- Battle of Pateros: Part of the Philippine Revolution
| Date | December 31, 1896 – January 3, 1897 |
| Location | Pateros and Taguig towns, Province of Manila, and in Silang, Cavite, Captaincy General of the Philippines |
| Result | Filipino tactical victory |

Belligerents
- Katipunan Magdalo; Matagumpay;: Spanish Empire Guardia Civil;

Commanders and leaders
- Emilio Aguinaldo Pío del Pilar Mariano Noriel: Camilo de Polavieja Francisco Galbis

Strength
- 10,000 local militia and irregulars 6,000 regulars: 4,000 cazadores 7,000 infantry 5 guns

Casualties and losses
- 2,200 killed, wounded and captured: 325 killed, 450 wounded

= Battle of Pateros =

The Battle of Pateros refers to a series of skirmishes between Spanish troops and revolutionary forces in the towns of Las Piñas, Taguig and Pateros in Manila. These skirmishes occurred shortly after the execution of José Rizal and are considered the renewal of hostilities in Luzon after a period of ceasefire from the Battle of Binakayan to the Rizal execution.

== Background ==

After the failed Spanish attempt to recapture several towns in Cavite, a short period of desperate fighting occurred. The central Luzon revolutionaries in the north were heavily depleted and were on the verge of losing their war. Andrés Bonifacio's men in Morong were hard pressed by the Spaniards. But as things began to settle, the revolutionaries had successfully liberated all of Cavite and most of Laguna, Batangas and Tayabas provinces. In the period following the battle at Binakayan, several townsfolk from all over the provinces raced to settle in the territory of Cavite, bringing with them their town bands, their patron saints and so on. This period of temporary peace saw what the settlers of Cavite called "Ang Panahon ng Tagalog". Meanwhile, a new governor, Camilo de Polavieja, was put in power and began to suppress the rebels in Cavite, with Manila newspapers reporting the arrival of 40,000 cazadores (marksmen) from Spain.

== Advance on Pateros ==
Strategically located along the Pasig River, Pateros and other cities in the area were ideal for controlling trade in and out of Laguna, as Emilio Aguinaldo slowly advanced on Pateros, the generals of Laguna planned to liberate the rest of the province as well.
Just before these incidents, an unofficial ceasefire was being observed in Cavite. Upon hearing of the execution of Rizal, Aguinaldo and several other generals ordered for the renewed struggle for independence. The first major target for the revolutionaries was Pateros and its surrounding towns. The advance began on land with the Aguinaldo forces marching towards Pateros, after noticing rebel activities in the area, Spanish troops pleaded for reinforcements as Aguinaldo moved forward, the reinforcements would arrive one day too late.

=== First Battle ===

On December 31, Aguinaldo engaged the Spanish loyalist garrison at Pateros, the Spanish forces was caught completely by surprise and surrendered immediately, meanwhile, Mariano Noriel advanced on Taguig and Pio del Pilar on Las Piñas and Silang respectively. By nightfall of the 31st, Pateros, Taguig, Las Piñas and Silang were under rebel control.
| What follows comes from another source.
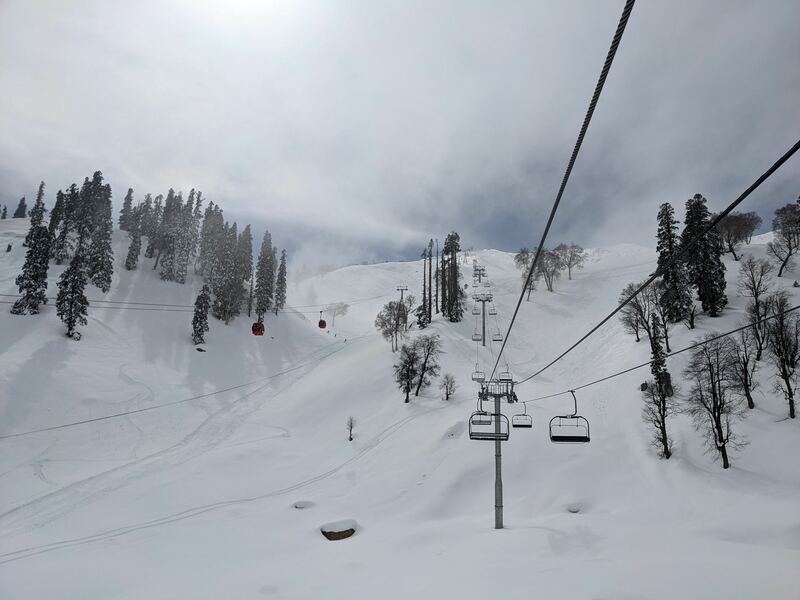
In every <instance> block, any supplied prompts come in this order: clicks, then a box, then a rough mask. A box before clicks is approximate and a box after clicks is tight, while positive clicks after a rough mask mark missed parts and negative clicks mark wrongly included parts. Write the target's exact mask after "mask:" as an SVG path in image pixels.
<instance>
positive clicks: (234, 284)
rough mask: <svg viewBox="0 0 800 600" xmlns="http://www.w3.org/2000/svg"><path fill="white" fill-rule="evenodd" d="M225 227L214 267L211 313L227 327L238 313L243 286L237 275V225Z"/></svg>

=== Spanish reinforcements arrive ===
Starting on January 1 until January 2, a large contingency of Spanish reinforcement troops from Laguna arrived.

General Aguinaldo, after sustaining heavy casualties from the previous engagement, was forced to order a tactical withdrawal out of Pateros and Noriel, out of Taguig to avoid unnecessary casualties. Spanish troops began to probe rebel activities in Pateros, while the revolutionary forces shifted their attention to Las Piñas.

=== Skirmishes ===
On January 3, rebel forces under General Pio Del Pilar skirmished with Spanish fortified strongholds put up by Governor-general Ramon Blanco in Las Piñas, Perez Dasmariñas and Silang in an attempt to disrupt Spanish forces, by the afternoon of the 3rd, General del Pilar had withdrawn his forces from Las Piñas into Cavite.

== Aftermath ==
Though successful in the initial part of the battle, the Filipinos took crippling losses in this battle, and with such loss, were unable to hold their positions near Manila for long. They retreated in the nearby provinces to avoid further rout by the Spanish. For the latter, their advances after the battle meant that the road to the Katipunan faction of Magdalo's capital of Imus was now open. To grasp the opportunity, the Spanish general Jose de Lachambre ordered a quick assault on Cavite province to finally pacify the rebels there and retake the province for the Spanish Crown.